Mark Roman | May 31, 2016 | news
The foreclosure crisis is well known to Americans, and particularly to Floridians. Mortgage fraud in writing home loans has been widely publicized, and many people know about the shameful underwriting practices (or really, nonexistent underwriting practices) of the big lenders.
The back end of the story – how foreclosures worked their way through the court system – has received less attention in the press. However, the frauds involved in that process were arguably even worse. A new book,Chain of Title, by reporter David Dayen, may finally make people realize that.
The fraud Dayen describes arises from a simple idea: to foreclose on a mortgage, a lender must actually hold that mortgage. Otherwise, the right to receive payments belongs to someone else, and the lender has no right to complain when a homeowner falls behind.
This basic truth got lost in the foreclosure crisis. Shortly before the crash, mortgages were bought and sold in bundles at blinding speed. Buyers and sellers simply ignored the law that requires purchases of mortgages to be recorded in the public records. It was faster to trade them like playing cards without ever recording the transactions. Even better, it meant they could stiff clerks of court out of “doc stamp” fees.
This became a huge problem once foreclosures started happening. It became impossible to follow the buying and selling to figure out which institution really held the mortgage. However, that didn’t stop the banks – they just started coming up with phony authentication documents to “prove” ownership of the mortgages involved. The problem was that these bogus documents were rushed out so fast that they were riddled with mistakes: dates such as 9/9/9999, corporate officers being identified as working for many different companies at the same time, and so on.
Surprisingly, regulators and judges were not the first ones to get to the bottom of this massive robosigning machine. Instead, three ordinary people outside of law enforcement – a nurse, an auto dealership employee, and a lawyer who investigated fraud – began educating the public about the epidemic of fraud in foreclosure cases. They worked harder, and developed more sources of information, than the regulators who had a legal duty to make sure the lenders were behaving.
Before it happened, it would have been inconceivable that three humble people could help expose a huge and systemic bank fraud. But they did, proving that consumers armed with information can still make a difference in David & Goliath struggles with huge financial institutions.

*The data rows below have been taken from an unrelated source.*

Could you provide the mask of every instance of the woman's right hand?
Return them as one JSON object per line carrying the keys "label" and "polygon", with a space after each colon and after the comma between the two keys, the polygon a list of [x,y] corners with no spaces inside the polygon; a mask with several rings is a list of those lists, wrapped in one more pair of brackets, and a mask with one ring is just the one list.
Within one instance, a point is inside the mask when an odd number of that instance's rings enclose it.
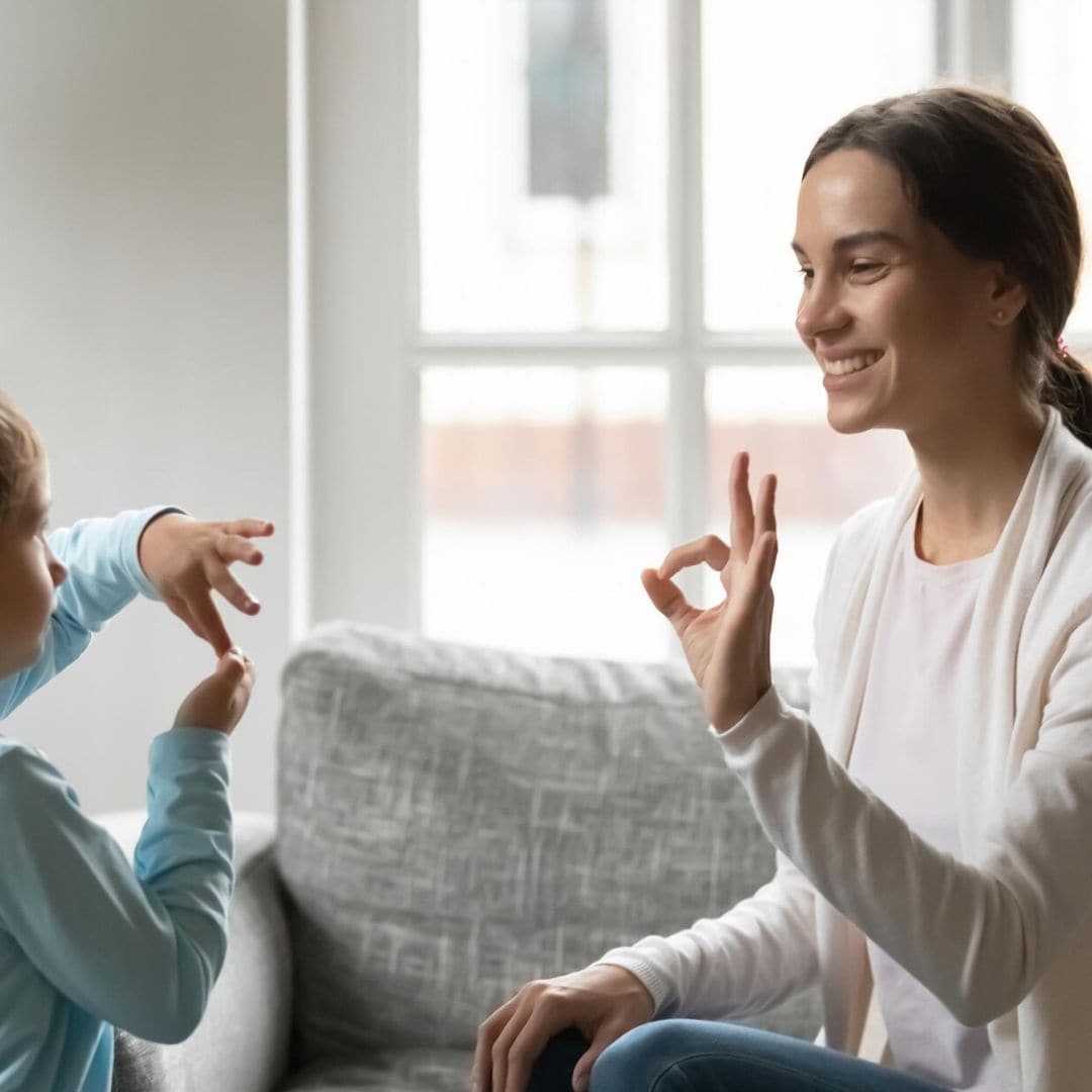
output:
{"label": "woman's right hand", "polygon": [[654,1014],[652,995],[621,966],[597,963],[530,982],[478,1028],[474,1092],[524,1092],[538,1055],[566,1028],[575,1028],[591,1043],[572,1071],[574,1092],[584,1092],[595,1059]]}
{"label": "woman's right hand", "polygon": [[254,688],[254,665],[232,648],[216,661],[216,670],[199,682],[178,709],[176,728],[212,728],[229,736],[247,711]]}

Unfortunately, the overall story still had an unhappy ending. The problem was not that the fraud was so small, but that it was so big. Again, there were so many legally dubious transactions that lenders could never really prove ownership the right way. That meant a real crackdown could have brought down the entire nationwide foreclosure machine.
Faced with the enormous scale of the problem, regulators and law enforcement just looked the other way. Judges concerned with clearing dockets rubber-stamped foreclosures at rates of hundreds per day. People who didn’t have the time or resources to fight fraudulent foreclosures still ended up losing their homes. And perhaps worst of all, not one high-ranking Wall Street executive went to jail.
Let’s hope judges heed the lesson of Chain of Title when new foreclosures appear on their dockets. This time around, our court system should require real proof and due process before lenders are permitted to boot people out of their homes. Otherwise, we could all get fooled again.